YPG: Il y a également les défis structurels propres à Unia à relever, soit garantir le changement de génération dans les branches où nous sommes déjà forts et permettre dans les autres que les salariés puissent s’organiser pour défendre leurs droits. Les métiers des services sont très féminisés, souvent précarisés et peu reconnus. Il faut que ces travailleuses puissent trouver dans le syndicat la possibilité de défendre leurs conditions de travail. Pour résumer, le défi est de féminiser et rajeunir le syndicat.
«Je veux intégrer les militants et militantes au travail syndical»
Quel projet vous tient-il particulièrement à cœur de mettre en œuvre au sein d’Unia Fribourg?
FC: Intégrer vraiment les militants et militantes au travail syndical, qu’ils prennent de l’importance. Que ce ne soit plus seulement le secrétaire régional qui aille parler dans les médias, mais que des militants le fassent aussi, qu’ils animent des assemblées de A à Z, donnent des formations à d’autres membres, participent à des négociations, etc. Bref que l’on soit dans un syndicat qui donne les moyens aux salariés de s’émanciper par eux-mêmes. J’aimerais en outre donner au poste de secrétaire régional une orientation plus opérationnelle. On a souvent une idée très politique du responsable régional, alors que c’est d’abord une fonction avec un devoir opérationnel sans gloire ni supériorité.
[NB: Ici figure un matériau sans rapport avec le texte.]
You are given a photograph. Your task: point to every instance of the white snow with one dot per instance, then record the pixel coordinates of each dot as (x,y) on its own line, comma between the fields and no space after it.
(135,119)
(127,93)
YPG: J’adhère à cette façon de voir les choses: les militants sont la base du syndicat. J’ai aussi le souhait d’obtenir une meilleure représentation des femmes. C’est un travail de longue haleine, lié également à cette démarche militante. Si elles peuvent se reconnaître en Unia et y trouver leur place, je pense que nous y arriverons. C’est très important pour l’avenir du syndicat. Un autre point concerne le fonctionnement interne. Créer une relation de confiance avec notre équipe à Fribourg pour que l’on puisse fonctionner de manière efficace, en comptant les uns sur les autres, est essentiel. J’ai vraiment beaucoup de respect pour cette fonction de secrétaire régionale, c’est une très grande responsabilité et je suis très honorée qu’on nous l’ait confiée. Il faudra rester humble pour laisser la place aux militantes, aux militants et aux collègues, tout en étant solide comme un roc pour que toutes et tous puissent s’appuyer sur nous.